Patrick Limb QC & Gareth McAloon secure unanimous decision in the Court of Appeal for the Appellant in Mackenzie -v- Alcoa Manufacturing (GB) Limited [2019] EWCA Civ 2110.

The Court of Appeal has this morning handed down judgment in this significant decision on a NIHL claim in which they have overturned the decision of Mr Justice Garnham and have dismissed the Claimant’s claim for damages.

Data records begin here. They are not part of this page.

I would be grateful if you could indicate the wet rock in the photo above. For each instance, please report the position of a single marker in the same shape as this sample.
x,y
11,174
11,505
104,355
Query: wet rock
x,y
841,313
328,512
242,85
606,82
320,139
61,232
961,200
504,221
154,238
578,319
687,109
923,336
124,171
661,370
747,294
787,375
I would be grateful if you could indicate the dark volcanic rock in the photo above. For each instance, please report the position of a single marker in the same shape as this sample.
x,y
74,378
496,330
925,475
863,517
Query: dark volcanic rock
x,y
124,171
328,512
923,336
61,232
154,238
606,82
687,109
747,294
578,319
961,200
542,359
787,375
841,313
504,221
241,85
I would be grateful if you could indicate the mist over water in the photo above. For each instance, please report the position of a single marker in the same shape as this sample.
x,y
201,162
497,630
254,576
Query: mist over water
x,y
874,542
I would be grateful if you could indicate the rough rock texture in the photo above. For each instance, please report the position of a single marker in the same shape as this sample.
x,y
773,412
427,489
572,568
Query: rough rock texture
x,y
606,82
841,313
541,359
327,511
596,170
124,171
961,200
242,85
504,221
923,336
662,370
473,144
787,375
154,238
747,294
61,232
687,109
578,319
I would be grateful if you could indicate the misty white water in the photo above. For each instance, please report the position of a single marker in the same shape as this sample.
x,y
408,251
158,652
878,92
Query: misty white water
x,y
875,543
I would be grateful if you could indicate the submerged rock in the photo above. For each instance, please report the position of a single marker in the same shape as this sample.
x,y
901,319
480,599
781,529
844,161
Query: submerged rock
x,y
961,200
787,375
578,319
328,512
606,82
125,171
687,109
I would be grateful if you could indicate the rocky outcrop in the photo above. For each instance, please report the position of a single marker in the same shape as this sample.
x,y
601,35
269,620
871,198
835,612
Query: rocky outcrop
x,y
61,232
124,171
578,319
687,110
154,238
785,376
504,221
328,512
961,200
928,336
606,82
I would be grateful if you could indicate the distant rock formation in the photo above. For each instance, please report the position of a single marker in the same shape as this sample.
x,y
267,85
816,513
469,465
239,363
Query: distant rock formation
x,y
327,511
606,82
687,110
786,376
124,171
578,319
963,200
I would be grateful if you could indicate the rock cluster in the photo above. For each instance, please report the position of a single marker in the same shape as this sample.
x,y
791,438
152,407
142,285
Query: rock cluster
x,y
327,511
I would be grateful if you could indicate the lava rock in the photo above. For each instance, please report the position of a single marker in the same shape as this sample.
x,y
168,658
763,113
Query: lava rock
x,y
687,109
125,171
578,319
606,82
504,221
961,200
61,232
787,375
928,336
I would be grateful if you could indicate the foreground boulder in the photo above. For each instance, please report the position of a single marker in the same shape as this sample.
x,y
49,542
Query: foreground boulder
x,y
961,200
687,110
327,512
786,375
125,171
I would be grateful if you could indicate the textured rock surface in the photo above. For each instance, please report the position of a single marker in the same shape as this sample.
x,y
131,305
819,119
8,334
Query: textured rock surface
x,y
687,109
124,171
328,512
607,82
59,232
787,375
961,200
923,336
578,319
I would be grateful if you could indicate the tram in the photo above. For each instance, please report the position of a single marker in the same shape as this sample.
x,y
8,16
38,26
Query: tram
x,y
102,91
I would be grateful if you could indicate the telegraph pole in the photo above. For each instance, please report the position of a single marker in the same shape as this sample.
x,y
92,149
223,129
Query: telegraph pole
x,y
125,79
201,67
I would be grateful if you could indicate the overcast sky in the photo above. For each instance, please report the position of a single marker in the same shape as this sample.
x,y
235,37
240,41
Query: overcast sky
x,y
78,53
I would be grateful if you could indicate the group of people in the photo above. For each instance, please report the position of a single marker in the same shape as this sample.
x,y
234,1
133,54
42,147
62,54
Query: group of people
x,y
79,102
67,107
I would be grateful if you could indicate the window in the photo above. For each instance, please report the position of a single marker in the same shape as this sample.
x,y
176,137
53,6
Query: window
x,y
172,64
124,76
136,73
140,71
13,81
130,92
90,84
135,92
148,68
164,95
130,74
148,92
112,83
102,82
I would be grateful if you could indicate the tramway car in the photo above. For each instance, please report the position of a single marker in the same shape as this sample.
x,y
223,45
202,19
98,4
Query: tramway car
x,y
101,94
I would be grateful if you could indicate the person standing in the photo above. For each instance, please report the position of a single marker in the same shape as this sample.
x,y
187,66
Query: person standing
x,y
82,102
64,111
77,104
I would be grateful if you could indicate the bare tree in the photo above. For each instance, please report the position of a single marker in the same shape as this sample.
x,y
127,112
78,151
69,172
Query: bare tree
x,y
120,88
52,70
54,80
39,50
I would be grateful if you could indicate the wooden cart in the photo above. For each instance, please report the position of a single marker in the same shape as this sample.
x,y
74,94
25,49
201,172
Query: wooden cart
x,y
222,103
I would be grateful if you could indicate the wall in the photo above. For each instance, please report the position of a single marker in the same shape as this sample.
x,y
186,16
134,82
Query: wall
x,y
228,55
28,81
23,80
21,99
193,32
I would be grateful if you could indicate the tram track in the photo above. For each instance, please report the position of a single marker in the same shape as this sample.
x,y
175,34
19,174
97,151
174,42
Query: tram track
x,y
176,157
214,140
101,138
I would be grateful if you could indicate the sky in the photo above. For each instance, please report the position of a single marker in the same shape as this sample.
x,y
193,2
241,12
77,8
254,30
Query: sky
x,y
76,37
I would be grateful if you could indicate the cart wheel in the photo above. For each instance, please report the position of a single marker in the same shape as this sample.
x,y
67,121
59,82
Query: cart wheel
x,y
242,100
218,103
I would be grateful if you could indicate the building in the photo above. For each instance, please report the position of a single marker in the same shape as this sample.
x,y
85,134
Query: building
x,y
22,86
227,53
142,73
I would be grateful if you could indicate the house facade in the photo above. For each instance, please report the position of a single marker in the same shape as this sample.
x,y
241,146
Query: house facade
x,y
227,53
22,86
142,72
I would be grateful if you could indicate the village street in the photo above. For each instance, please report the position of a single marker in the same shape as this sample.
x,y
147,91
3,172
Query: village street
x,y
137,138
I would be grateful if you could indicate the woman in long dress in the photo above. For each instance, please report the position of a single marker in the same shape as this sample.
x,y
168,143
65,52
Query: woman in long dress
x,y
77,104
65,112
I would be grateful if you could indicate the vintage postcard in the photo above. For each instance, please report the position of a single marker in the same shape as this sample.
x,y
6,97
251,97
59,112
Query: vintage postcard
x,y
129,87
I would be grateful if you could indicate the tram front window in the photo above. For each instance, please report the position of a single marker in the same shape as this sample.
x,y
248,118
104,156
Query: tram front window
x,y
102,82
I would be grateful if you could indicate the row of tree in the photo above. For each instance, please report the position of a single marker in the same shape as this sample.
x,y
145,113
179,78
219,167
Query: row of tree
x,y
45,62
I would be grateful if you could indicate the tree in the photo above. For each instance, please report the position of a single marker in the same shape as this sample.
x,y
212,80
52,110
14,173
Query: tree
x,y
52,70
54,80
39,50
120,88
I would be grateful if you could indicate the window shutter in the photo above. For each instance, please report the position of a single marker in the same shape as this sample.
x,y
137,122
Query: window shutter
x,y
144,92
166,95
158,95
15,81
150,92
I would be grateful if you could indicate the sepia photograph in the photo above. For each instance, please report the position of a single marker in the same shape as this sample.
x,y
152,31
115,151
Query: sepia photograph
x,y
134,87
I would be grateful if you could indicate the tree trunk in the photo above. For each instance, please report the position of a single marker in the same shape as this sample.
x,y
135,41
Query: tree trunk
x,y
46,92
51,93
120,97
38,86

The Lord Justices have unanimously agreed that whether or not inferences, such as that drawn against the Defendant in Keefe -v- Isle of Man Steam Packet Company Limited [2010] EWCA Civ 683, can be drawn generally against Defendants to historic NIHL claims who have disclosed no noise surveys, depends on the circumstances of the case and that the guidance in Keefe should not be elevated to a rule of law. In this case, it was a relevant factor that the long passage of time may have caused such documents to be lost and that the presence of expert engineering evidence (which did not support exposure to excessive noise) could, even if an inference were drawn, mitigate against a finding that that inference ought to be to the extent that there is a positive finding of breach for excessive exposure to noise above the common law threshold applicable. Accordingly, the Court endorsed the decision of HHJ Vosper QC at first instance and his refusal not find the Defendant in breach of duty to the Claimant.

Further guidance was also given on when it was that it could be said that a common law duty to undertake noise surveys first arose, and has urged caution on appellate courts when considering whether to overturn findings of fact by a trial judge who has had the advantage of hearing and considering the entirety of the evidence in a case.